Prep Time 10 minutes
Cook Time 20 minutes
Servings: 4
Course: Main Course

Ingredients
  

  • 1 tbsp (15mL) avocado oil or olive oil
  • 1 small yellow onion, diced
  • 3 cloves garlic, minced
  • 1 tbsp (15g) fresh ginger, minced
  • 1 tbsp (17g) tomato paste
  • 1 tbsp (7g) curry powder
  • 1 tsp (2g) garam masala
  • 1 tsp (3g) ground cumin
  • 1/2 tsp (1.5g) turmeric
  • 7 oz (200g) (½ block) extra firm tofu, pressed and crumbled (optional, for extra protein)
  • 1 14 oz can (400g) diced tomatoes
  • 1 14 oz can (400g) chickpeas, drained and rinsed
  • 1 cup (140g) diced sweet potato (or butternut squash)
  • 1 small zucchini, diced (about 1 cup)
  • 1 13.5 oz can (400mL) light coconut milk
  • 1 tsp (6g) salt (adjust to taste)
  • 1/2 tsp (1.5) ground black pepper
  • Fresh lime wedges
  • Fresh chopped cilantro
  • 2 cups (400g) cooked brown rice or quinoa (optional, for serving)

Method
 

  1. Heat the oil in a large skillet or Dutch oven over medium-high heat.

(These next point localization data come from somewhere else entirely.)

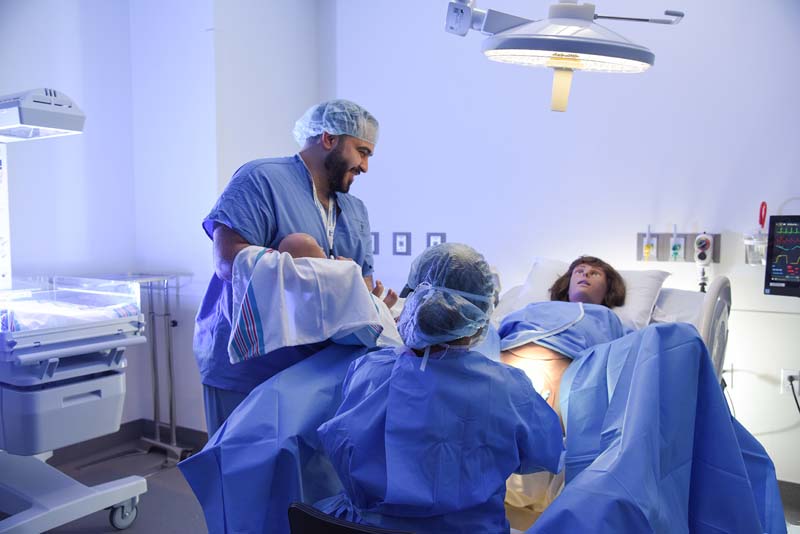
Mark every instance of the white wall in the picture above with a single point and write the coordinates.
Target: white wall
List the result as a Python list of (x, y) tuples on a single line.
[(70, 197), (174, 145), (469, 147), (271, 65)]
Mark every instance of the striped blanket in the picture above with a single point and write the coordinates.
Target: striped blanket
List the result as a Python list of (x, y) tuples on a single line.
[(281, 302)]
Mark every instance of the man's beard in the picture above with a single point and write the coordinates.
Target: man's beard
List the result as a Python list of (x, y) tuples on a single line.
[(337, 168)]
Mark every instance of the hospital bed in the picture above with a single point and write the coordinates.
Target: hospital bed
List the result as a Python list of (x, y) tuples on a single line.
[(267, 454), (62, 381), (647, 302)]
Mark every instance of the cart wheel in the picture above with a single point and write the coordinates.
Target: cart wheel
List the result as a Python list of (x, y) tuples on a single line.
[(119, 520)]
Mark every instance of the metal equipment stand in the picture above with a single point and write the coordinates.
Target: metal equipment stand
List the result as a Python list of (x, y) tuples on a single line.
[(151, 283)]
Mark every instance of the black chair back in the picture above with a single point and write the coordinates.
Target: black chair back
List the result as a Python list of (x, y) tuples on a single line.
[(305, 519)]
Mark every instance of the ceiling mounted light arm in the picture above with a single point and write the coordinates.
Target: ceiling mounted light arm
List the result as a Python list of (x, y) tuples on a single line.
[(462, 16), (566, 41), (676, 17)]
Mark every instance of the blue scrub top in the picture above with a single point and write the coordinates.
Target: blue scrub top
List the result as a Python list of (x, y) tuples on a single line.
[(266, 200), (430, 451)]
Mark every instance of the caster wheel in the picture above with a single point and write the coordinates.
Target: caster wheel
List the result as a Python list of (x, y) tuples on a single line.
[(119, 520)]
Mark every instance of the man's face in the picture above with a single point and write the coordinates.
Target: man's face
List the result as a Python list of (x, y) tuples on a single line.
[(346, 160), (588, 284)]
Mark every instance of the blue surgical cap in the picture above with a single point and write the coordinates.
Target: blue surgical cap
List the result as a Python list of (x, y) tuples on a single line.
[(337, 117), (452, 297)]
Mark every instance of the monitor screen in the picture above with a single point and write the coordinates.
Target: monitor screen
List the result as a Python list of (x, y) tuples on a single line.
[(783, 256)]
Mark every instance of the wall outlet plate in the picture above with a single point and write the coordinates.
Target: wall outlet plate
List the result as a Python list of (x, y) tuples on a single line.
[(401, 243), (435, 238), (785, 374), (677, 248), (376, 243)]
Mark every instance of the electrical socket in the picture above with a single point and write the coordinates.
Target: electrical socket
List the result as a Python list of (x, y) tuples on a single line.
[(785, 374)]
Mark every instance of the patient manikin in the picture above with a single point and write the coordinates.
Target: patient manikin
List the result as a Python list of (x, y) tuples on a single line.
[(588, 280), (301, 245)]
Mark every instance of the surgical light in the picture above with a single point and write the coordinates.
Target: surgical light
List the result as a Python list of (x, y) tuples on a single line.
[(25, 116), (566, 41)]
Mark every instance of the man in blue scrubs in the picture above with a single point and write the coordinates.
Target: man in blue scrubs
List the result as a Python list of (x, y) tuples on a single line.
[(266, 200)]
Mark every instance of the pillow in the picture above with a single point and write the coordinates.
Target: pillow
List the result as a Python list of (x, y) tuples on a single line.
[(641, 291)]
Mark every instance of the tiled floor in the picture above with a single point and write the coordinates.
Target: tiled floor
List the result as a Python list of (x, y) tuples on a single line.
[(168, 507)]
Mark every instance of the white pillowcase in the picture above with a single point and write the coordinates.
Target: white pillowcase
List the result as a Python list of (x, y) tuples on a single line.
[(641, 291)]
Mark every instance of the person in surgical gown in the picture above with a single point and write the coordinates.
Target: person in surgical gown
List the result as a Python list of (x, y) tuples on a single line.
[(428, 433)]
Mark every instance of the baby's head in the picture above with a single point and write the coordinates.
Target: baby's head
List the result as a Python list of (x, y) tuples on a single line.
[(301, 246)]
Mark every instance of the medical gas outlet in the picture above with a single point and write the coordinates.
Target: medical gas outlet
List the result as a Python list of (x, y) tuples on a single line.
[(676, 247), (786, 384)]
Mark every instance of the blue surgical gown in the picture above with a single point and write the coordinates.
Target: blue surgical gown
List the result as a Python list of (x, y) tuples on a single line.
[(430, 451), (267, 454), (266, 200), (652, 448)]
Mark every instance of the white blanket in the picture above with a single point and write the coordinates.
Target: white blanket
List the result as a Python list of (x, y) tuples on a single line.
[(282, 302)]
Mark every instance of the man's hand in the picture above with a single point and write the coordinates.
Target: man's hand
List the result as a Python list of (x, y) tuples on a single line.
[(391, 297), (227, 244)]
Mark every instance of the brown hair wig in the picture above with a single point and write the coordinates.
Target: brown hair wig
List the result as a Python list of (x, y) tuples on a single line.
[(615, 293)]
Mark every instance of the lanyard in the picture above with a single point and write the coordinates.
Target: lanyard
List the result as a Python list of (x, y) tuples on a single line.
[(328, 217)]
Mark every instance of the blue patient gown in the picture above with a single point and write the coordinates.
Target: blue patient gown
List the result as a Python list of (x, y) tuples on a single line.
[(267, 454), (651, 445), (565, 327), (430, 451)]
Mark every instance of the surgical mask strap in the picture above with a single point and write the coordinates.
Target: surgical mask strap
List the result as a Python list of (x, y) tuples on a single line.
[(464, 294), (424, 363)]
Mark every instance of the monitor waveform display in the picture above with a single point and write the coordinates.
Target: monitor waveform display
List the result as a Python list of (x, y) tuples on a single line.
[(785, 254)]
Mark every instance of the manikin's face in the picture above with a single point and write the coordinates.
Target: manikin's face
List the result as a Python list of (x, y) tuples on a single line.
[(588, 284), (345, 161)]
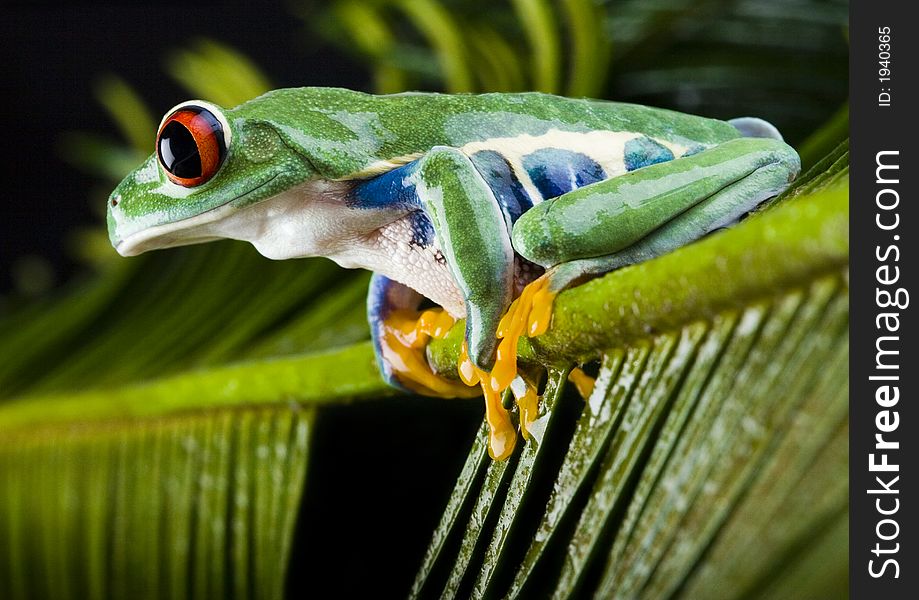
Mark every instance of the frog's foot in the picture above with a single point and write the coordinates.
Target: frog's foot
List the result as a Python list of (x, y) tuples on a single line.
[(583, 382), (402, 343), (529, 314)]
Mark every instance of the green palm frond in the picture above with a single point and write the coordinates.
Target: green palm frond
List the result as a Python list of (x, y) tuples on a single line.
[(179, 424)]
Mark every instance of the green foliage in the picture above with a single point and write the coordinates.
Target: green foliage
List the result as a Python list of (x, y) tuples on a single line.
[(166, 423), (785, 61)]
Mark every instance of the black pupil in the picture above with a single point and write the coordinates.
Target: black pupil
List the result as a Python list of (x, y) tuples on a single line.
[(178, 151)]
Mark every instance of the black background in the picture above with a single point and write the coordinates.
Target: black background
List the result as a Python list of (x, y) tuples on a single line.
[(873, 129), (53, 55)]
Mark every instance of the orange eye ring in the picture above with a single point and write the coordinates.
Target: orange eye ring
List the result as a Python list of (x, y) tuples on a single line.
[(191, 145)]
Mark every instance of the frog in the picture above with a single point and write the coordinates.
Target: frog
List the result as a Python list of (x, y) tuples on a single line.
[(482, 207)]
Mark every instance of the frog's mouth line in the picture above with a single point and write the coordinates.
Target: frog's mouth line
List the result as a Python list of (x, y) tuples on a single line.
[(181, 233)]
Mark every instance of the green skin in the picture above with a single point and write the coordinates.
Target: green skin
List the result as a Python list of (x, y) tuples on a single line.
[(294, 155)]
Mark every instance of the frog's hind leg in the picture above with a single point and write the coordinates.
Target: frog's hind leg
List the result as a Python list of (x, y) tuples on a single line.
[(651, 211), (632, 218), (400, 334)]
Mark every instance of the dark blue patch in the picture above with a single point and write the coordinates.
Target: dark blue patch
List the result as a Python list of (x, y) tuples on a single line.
[(500, 178), (555, 172), (643, 151), (388, 190), (422, 229)]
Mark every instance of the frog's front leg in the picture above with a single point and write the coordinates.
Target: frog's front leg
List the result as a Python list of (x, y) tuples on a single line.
[(474, 235), (643, 214), (400, 332)]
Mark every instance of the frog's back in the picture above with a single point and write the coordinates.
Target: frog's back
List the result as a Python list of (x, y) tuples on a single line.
[(353, 135)]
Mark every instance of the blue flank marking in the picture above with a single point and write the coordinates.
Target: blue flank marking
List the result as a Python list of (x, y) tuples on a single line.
[(393, 190), (643, 151), (387, 190), (379, 305), (500, 178), (555, 172)]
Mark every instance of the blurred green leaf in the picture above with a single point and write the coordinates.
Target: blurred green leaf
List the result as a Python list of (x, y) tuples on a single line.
[(129, 112), (217, 73)]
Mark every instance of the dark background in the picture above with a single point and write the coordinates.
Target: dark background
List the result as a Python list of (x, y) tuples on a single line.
[(52, 57)]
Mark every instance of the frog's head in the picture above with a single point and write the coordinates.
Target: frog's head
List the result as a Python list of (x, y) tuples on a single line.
[(208, 164)]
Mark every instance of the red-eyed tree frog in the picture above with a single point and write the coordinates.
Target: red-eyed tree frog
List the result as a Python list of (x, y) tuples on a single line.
[(469, 201)]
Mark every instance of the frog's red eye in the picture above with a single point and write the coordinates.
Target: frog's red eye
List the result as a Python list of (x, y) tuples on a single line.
[(191, 145)]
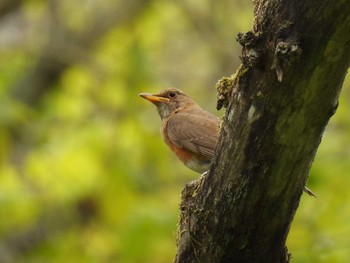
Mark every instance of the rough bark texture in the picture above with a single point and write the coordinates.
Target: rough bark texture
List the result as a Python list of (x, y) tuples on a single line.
[(278, 104)]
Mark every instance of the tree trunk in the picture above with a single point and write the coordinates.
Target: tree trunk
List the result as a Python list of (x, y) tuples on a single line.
[(278, 103)]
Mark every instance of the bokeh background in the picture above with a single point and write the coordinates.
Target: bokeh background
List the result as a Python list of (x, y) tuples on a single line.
[(84, 174)]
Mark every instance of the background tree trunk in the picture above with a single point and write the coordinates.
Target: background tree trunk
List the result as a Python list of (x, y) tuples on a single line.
[(278, 104)]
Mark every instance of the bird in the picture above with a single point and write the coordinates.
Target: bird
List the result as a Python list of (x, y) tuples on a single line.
[(189, 131)]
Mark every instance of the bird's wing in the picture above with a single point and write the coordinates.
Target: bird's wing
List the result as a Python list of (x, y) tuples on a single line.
[(195, 133)]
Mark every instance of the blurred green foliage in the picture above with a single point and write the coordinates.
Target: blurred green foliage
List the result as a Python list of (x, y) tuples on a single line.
[(84, 175)]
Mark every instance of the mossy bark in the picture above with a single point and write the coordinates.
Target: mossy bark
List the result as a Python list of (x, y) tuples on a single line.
[(278, 104)]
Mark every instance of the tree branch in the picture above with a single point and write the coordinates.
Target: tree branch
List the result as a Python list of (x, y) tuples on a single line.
[(278, 104)]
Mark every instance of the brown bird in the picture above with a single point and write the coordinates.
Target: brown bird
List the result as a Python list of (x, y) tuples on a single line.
[(189, 131)]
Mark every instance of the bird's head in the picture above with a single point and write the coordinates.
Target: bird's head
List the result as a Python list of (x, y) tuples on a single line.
[(168, 101)]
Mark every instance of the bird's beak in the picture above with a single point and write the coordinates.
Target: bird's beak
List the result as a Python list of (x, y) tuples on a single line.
[(153, 98)]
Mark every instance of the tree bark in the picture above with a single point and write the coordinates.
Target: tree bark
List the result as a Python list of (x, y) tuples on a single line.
[(278, 104)]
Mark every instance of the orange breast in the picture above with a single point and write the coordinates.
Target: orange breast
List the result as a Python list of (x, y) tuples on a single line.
[(191, 160)]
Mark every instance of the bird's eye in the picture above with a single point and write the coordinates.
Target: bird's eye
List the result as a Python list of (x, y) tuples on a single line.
[(172, 94)]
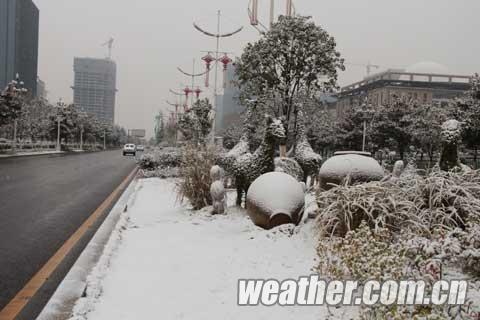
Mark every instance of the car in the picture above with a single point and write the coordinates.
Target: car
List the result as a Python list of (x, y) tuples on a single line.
[(129, 148)]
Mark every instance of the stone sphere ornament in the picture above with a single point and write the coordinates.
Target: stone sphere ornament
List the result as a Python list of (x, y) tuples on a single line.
[(359, 168), (275, 198)]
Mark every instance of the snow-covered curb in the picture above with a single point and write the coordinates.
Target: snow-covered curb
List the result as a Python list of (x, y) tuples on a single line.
[(104, 242), (29, 154), (173, 263)]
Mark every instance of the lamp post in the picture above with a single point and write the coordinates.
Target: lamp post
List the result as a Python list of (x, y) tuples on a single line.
[(60, 107), (14, 94), (367, 113)]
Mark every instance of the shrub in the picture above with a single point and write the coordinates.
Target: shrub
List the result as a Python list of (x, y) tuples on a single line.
[(421, 204), (194, 183), (147, 162)]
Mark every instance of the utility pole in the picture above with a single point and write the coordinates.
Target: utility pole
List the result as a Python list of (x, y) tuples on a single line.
[(193, 75), (58, 133), (14, 146), (217, 35), (81, 137), (60, 106)]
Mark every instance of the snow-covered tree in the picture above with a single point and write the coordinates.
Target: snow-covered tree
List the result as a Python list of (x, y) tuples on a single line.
[(349, 129), (195, 124), (12, 99), (159, 128), (426, 128), (468, 111), (392, 125), (294, 56)]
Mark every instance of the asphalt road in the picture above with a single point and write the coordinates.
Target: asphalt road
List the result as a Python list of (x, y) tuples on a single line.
[(43, 201)]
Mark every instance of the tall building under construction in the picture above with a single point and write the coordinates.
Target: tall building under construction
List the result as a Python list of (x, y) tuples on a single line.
[(19, 23), (94, 87)]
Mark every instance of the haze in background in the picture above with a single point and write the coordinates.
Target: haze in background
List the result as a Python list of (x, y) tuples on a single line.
[(153, 37)]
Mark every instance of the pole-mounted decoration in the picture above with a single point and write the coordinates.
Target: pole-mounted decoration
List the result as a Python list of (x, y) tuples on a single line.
[(225, 60), (208, 62)]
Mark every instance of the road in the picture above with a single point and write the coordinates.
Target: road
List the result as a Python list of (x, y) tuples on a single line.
[(43, 201)]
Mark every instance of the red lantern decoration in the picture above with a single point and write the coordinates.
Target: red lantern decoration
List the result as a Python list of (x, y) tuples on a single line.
[(208, 61), (187, 91), (197, 92), (225, 60)]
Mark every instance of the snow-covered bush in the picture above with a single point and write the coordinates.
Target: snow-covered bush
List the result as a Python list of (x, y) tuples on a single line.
[(169, 157), (147, 162), (366, 253), (289, 166), (421, 204), (362, 254), (194, 183), (160, 163), (412, 227)]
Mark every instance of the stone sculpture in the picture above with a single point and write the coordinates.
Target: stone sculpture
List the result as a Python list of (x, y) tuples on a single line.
[(275, 198), (250, 166)]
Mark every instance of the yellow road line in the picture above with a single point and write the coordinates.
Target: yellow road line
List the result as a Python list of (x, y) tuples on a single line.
[(16, 305)]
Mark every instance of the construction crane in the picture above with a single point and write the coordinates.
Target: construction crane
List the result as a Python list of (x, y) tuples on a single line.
[(109, 44)]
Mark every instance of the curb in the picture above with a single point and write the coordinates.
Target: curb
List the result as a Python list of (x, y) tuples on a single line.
[(72, 288)]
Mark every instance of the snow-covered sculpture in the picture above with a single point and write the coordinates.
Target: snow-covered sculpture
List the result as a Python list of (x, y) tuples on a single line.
[(275, 198), (358, 168), (289, 166), (451, 135), (398, 168), (309, 161), (217, 190), (250, 166), (227, 160), (397, 171)]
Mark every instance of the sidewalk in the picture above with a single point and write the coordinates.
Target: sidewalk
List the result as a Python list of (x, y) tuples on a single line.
[(31, 153), (172, 263)]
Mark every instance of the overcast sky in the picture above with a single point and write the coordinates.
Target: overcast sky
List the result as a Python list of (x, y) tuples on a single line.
[(153, 37)]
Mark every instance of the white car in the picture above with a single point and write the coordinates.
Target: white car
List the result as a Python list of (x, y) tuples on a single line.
[(129, 148)]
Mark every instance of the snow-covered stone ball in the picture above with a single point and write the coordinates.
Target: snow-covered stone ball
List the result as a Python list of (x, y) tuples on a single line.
[(275, 198), (360, 168)]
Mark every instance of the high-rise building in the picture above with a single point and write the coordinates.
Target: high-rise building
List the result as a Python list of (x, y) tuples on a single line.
[(228, 108), (19, 21), (94, 87), (41, 89), (426, 82)]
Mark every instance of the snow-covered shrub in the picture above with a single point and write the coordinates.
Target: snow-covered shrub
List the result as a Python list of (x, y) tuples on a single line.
[(362, 254), (194, 183), (147, 162), (160, 163), (289, 166), (365, 254), (413, 227), (421, 204), (169, 157)]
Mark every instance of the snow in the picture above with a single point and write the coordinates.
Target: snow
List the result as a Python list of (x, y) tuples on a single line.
[(32, 153), (276, 192), (360, 169), (172, 263)]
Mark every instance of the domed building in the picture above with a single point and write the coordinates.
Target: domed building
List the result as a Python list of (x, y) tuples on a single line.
[(427, 82)]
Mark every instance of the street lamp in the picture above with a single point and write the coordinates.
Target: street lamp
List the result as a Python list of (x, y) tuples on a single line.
[(14, 93), (61, 106), (367, 113)]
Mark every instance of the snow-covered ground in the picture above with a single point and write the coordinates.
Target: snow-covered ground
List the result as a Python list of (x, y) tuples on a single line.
[(30, 153), (166, 262)]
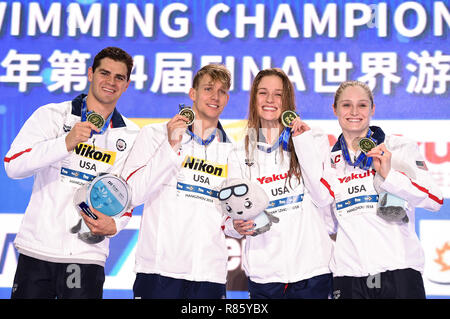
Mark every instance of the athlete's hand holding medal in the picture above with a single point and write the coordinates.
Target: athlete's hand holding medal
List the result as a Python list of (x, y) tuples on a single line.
[(381, 159), (291, 120), (80, 133), (178, 125)]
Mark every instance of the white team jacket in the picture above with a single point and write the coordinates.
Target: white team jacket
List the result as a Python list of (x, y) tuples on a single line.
[(39, 150), (180, 234), (298, 247), (367, 244)]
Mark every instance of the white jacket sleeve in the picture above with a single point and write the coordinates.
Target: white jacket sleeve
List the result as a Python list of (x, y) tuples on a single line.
[(150, 164), (409, 177), (313, 153), (37, 145)]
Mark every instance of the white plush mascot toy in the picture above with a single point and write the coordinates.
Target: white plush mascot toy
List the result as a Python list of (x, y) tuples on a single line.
[(243, 199)]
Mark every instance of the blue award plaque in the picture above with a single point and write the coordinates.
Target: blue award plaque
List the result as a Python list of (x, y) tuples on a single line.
[(109, 194)]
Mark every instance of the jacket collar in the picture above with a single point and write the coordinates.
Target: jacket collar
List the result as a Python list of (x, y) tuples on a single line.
[(221, 135), (116, 119), (378, 135)]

Sauté the onion in the skillet for a few minutes, until softened. Add the garlic and ginger, and cook for another minute.
  2. Add the tomato paste, curry powder, garam masala, cumin, and turmeric. Cook for about 30 seconds until fragrant, then stir in the crumbled tofu and cook for 3-5 more minutes allowing it to absorb all the flavors.
  3. Add the diced tomatoes and cook for 2–3 minutes to reduce slightly.
  4. Stir in the chickpeas, sweet potato, zucchini, and coconut milk. Season with the salt and pepper and bring to a low boil. Reduce heat, cover, and simmer for 15-20 minutes until the sweet potatoes are fork-tender and the curry has thickened.
  5. Taste and add more salt and pepper, as needed. Serve over brown rice, quinoa, or riced cauliflower topped with fresh lime juice and cilantro.

Notes

Nutrition Information: Recipe yields: 4 servings, Per serving (with tofu and brown rice): Calories: 504, Protein: 19g, Fiber: 14g, Carbohydrates: 60g, Fat: 16g, Saturated Fat: 6g, Sugar: 14g, Cholesterol: 8mg 
**Please note: These nutrition facts are provided as an estimate and may vary depending on your ingredients. Check product labels or use an online calculator for additional accuracy.